Definitely Netflow v9/v10 should have done out-of-band templates, and
left it to operator concern to communicate to the collector what it is
seeing.

Even exceedingly trivial things in v9/v10 entities can be broken for
years and years before anyone notices, like for example the original
sampling entities are deprecated, they are replaced with new entities,
which communicate 'every N packets, sample C packets', this is very
very good, because it allows you to do stateless sampling, while still
filling out export packet with MTU or larger size to keep export PPS
rate same before/after axing cache. However, by the time I was looking
into this, only pmacct correctly understood how to use these entities,
nfcapd and arbor either didn't understand them, or understood them
incorrectly (both were fixed in a timely manner by responsible
maintainers, thank you).

Hi Peter,

Thanks for that link. I did read the spec, and while the definition itself is clear, the escape clause gives a lot of wiggle room:

Hardware limitations may prevent an exact reporting of the underlying frame length, but an agent should attempt to be as accurate as possible.

I read that as, “the vendor will do whatever it pleases, and you should be grateful to receive a non-negative integer at all.” I could be too cynical, though.
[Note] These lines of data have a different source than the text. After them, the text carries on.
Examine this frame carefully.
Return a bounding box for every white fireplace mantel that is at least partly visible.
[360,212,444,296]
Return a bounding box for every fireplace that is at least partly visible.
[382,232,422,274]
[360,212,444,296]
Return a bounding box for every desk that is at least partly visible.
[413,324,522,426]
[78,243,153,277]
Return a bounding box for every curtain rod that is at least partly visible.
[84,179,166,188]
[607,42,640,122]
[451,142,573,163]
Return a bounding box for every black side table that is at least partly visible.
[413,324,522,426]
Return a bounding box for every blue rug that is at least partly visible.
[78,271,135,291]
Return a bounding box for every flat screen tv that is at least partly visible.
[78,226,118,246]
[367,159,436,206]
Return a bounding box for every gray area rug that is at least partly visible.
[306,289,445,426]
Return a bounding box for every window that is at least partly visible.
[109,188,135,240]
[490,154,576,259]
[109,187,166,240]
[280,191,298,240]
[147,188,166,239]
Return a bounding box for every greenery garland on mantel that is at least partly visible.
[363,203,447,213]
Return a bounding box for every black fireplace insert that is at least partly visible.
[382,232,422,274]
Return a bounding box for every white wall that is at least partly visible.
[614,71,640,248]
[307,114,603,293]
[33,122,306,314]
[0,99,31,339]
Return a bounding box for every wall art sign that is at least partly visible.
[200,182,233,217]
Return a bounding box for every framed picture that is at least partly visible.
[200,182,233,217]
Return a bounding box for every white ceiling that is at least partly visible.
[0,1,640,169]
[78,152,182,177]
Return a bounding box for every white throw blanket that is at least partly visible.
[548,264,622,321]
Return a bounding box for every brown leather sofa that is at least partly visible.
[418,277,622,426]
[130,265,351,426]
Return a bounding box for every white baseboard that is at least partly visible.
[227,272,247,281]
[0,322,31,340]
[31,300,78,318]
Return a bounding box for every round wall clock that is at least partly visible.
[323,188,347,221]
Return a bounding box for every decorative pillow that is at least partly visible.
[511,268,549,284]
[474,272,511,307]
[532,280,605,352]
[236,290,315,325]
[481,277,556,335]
Anyway, this particular vendor does other funny things (such as sometimes stripping the q-tag headers from the sampled frame; throttling the frame sampling on the box, but not adjusting the sampling interval in the sFlow exports) that make it a true joy to work with this gear. :wink:

Cheers,

– Steven

This is very high on my todo list, notably because I don't want to reimplement Grafana. The API already exists (the current web interface uses it) but it is not "stable" (it may change in future versions).